Lies. All lies. I didn't respond I didn't care. My heart felt like daggers were being slowly inserted one by one. I slumped to the ground and felt lost. "Nico, Nico! Please baby dont feel that way. I will always want you more then anyone. I wanted you to have my first pup and be my Luna. Let me show you how much I already love you!".

Mature scene

He picked me up, an took me to the bed and stripped me naked. "What are you doing Lucien... Dont do this to me" I moaned out.. how could he break me an put me back together so quickly. "Nico, I know I'm hurting you so I want to show you how much I only want you". He then stripped himself. There was a look in his eye I just couldn't understand, maybe love? Maybe desperation?. He laid on top of me and aligned his swollen cock with my slippery hole and plunged deep. "Lucien!!' Oh God!" He was inside of me.
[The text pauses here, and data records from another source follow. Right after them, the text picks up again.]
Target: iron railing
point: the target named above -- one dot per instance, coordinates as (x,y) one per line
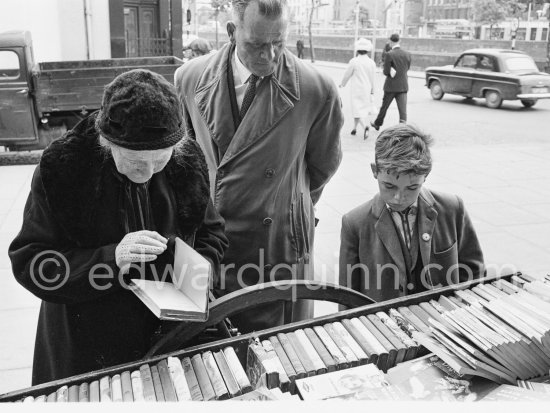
(147,46)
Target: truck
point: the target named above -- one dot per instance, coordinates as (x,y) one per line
(39,102)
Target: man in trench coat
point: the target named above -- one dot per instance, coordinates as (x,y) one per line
(269,165)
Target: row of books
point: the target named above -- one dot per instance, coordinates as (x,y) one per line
(427,378)
(500,331)
(376,338)
(208,376)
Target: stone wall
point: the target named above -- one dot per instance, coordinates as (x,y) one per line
(425,52)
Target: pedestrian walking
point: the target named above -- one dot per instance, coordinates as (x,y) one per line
(300,48)
(360,74)
(397,63)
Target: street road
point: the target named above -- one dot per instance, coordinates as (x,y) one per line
(454,120)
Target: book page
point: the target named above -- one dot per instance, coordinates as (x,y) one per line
(191,274)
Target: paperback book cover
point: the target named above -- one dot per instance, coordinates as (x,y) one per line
(341,383)
(184,299)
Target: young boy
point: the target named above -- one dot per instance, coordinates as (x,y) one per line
(407,238)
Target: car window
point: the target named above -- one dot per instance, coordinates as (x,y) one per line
(9,65)
(520,64)
(467,61)
(486,63)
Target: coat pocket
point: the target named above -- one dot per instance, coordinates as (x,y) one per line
(444,267)
(298,226)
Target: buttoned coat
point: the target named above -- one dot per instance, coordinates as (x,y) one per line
(400,60)
(284,151)
(447,242)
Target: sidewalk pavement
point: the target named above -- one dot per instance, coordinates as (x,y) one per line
(506,194)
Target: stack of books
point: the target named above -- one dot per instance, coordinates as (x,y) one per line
(499,331)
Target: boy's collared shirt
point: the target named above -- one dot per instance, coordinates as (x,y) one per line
(411,220)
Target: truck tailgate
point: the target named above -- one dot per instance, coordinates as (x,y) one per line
(78,85)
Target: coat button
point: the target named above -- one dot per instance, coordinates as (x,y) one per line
(269,173)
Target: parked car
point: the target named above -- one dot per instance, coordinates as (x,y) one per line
(493,74)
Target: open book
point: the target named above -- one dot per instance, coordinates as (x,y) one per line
(186,299)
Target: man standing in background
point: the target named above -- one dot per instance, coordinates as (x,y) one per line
(397,63)
(269,126)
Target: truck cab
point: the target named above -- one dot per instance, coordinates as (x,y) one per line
(18,115)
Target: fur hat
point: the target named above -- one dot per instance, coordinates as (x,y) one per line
(363,44)
(140,111)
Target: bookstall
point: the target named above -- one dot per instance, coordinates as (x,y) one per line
(484,339)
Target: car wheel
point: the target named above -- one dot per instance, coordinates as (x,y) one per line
(493,99)
(528,102)
(436,90)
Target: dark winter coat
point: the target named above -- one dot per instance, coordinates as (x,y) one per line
(74,214)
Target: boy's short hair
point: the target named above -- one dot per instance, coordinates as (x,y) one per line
(403,149)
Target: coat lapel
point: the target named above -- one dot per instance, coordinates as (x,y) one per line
(213,99)
(427,216)
(274,98)
(386,232)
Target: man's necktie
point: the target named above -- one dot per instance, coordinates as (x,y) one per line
(248,95)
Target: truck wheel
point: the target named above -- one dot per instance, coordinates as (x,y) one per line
(436,90)
(493,99)
(528,103)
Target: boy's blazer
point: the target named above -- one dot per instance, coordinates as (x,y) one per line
(447,243)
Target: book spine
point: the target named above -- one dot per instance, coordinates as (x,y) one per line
(302,354)
(116,388)
(215,376)
(202,376)
(149,394)
(337,355)
(258,368)
(94,391)
(84,393)
(284,380)
(126,382)
(73,394)
(324,354)
(191,378)
(230,381)
(237,369)
(157,384)
(386,352)
(137,385)
(105,389)
(166,382)
(391,342)
(414,320)
(292,356)
(350,341)
(178,379)
(285,361)
(342,345)
(62,394)
(319,366)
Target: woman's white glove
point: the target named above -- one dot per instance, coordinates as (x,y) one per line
(139,246)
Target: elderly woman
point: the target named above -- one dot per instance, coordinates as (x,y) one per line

The feeling of pure bliss was mind numbing. "I want you to remember me filling you inside and out. I want you to want me for the rest of your being" Lucien growled into my ear.

He worked me slow an deep. Kissing every inch of me and telling me how he dreamed of us and him making sweet love to me untill I couldn't stand for hours and how his cock would sink deep into my heat. I didn't want him to stop I didn't want him to leave... We fucked for hours seems like and right before I thought nothing could ruin this moment... he growled like he was fighting to stay in control of his self. He plunged his cock in to my heat so deep we were damn near one person and he grabbed my neck forcing my head to the right side and plunged his teeth in to my neck. "Lucien!" The pain was unbearable, I was withering to buck him off me. I wanted the pain to stop! What was wrong with him. I was crying an scratching at his back he wouldn't let go. My body was numb my brain was frantic! I dont understand why he had to ruin a perfect moment for me.. it was my first time.... and it felt so special and now.. and now... it was ruined.